From the furore surrounding the Fyre Festival debacle to the introduction of new rules around social media paid-for posts, influencers have dominated the headlines recently, yet new research suggests the scale and impact of influencer adoption is overestimated. The ‘The Retail Social Proof Barometer’ by Fresh Relevance, the real-time personalisation platform, reveals that only 22% of retail brands surveyed use influencers as part of their web and email marketing strategies. Moreover, only one in ten UK consumers have purchased a product based on a recommendation made by an influencer.
The study combines consumer research conducted by One Poll and desk-based research of 50 leading UK retailers. It highlights that nearly two thirds (62%) of consumers don’t actively follow influencers and less than a third (32%) would actually be more interested in a brand if they were using influencers to promote their product. Retailers that are using this tactic as part of their marketing strategies could in fact be impacting performance and their customer relationships, as almost half (44%) of respondents said they wouldn’t trust any product information being provided by influencers.
The research indicates that the effect influencers have on shopping behaviour differs by generation.
Over half (60%) of Generation Z surveyed (18-24 year olds) and a similar number (52%) of Millennials (25-34 year olds) are more interested in a brand using influencers, compared with just 14% of the Baby Boomer demographic (over 55s). Generation Z are particularly receptive to influencer marketing when it comes to their look, with 30% actively following beauty and another 30% following fashion influencers.
Across the retail sector there is varied adoption of influencer marketing tactics online and in emails:
- Half of fashion brands surveyed use influencer endorsement, whilst slightly fewer (40%) footwear retailers do so
- Just 20% of brands surveyed in the jewellery/accessories sector are using influencers
- Whilst 12% of consumers are actively following beauty influencers, none of the beauty brands surveyed have adopted this as part of their web and email marketing
- Similarly, 10% of consumers follow influencers in the consumer electronics sector but there hasn’t been any brand uptake
Mike Austin, CEO & co-founder of Fresh Relevance, comments: “Influencer marketing has been on the news agenda for a while now, but it’s not an accurate account of what’s happening in the retail sector. Our research indicates few retailers are actually using influencers to engage consumers, and
only a small proportion of shoppers are interested in seeing influencers promoting products.
“Social proof is a powerful part of brand marketing, and consumers see it as an important aspect of their decision to purchase, but this doesn’t mean retailers should be automatically adopting celebrity or influencer endorsement within their marketing strategies. Where a celebrity might be relevant and beneficial for certain brands, in other instances using an influencer could even have a detrimental impact on building consumer trust."
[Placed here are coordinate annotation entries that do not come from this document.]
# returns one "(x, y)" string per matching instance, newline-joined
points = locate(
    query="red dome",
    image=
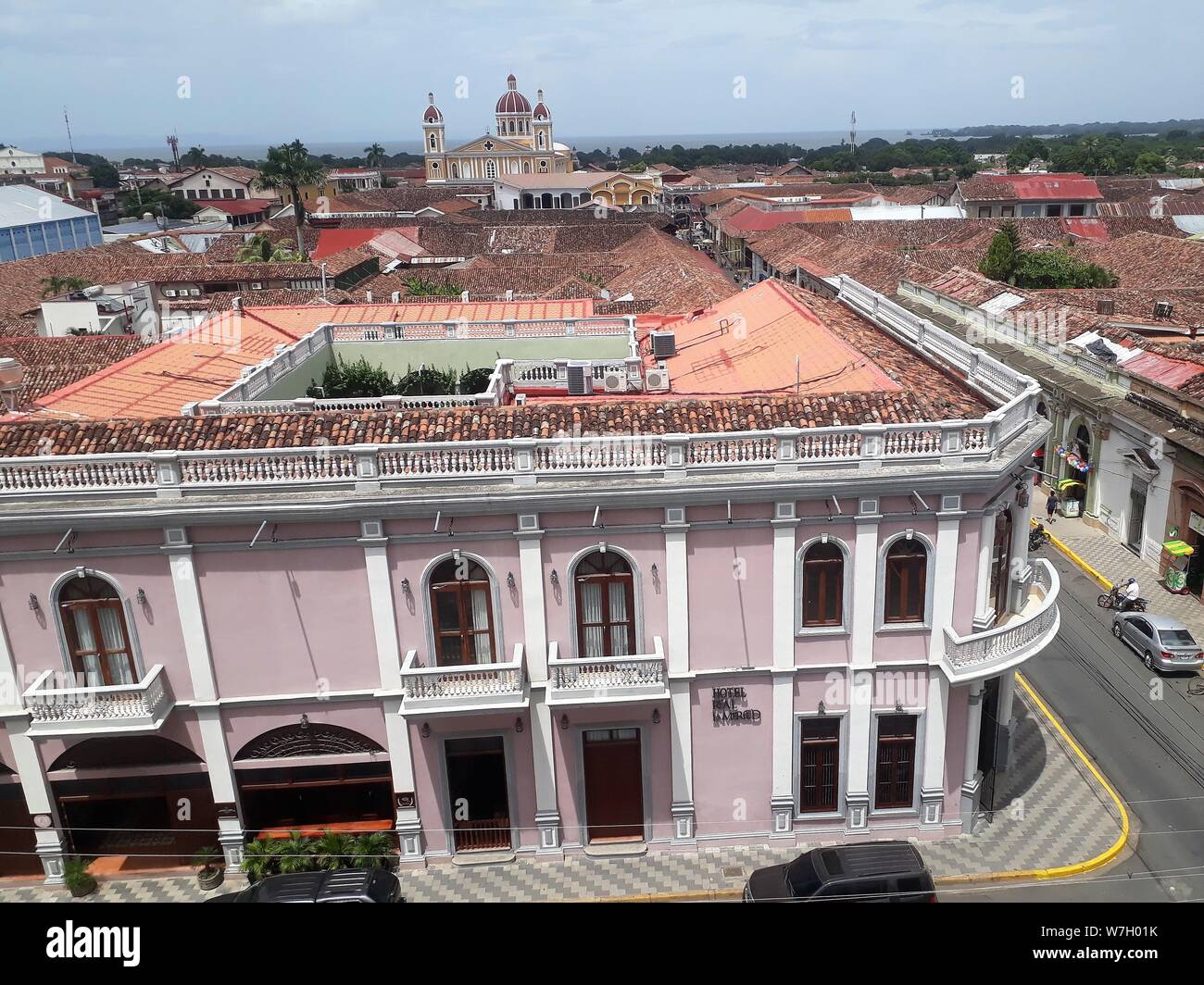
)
(512, 100)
“The research highlights that social proof doesn’t have to mean expensive celebrity marketing. In fact, consumer engagement and interest is often driven more by other tactics, such as product star ratings, user-generated content and product popularity messaging, which are scalable, easy to implement and offering untapped revenue potential. For retailers truly looking to engage consumers they must understand the types of social proof tactics available, and map these to customer data insights to identify what’s going to be effective in meeting consumer expectations.”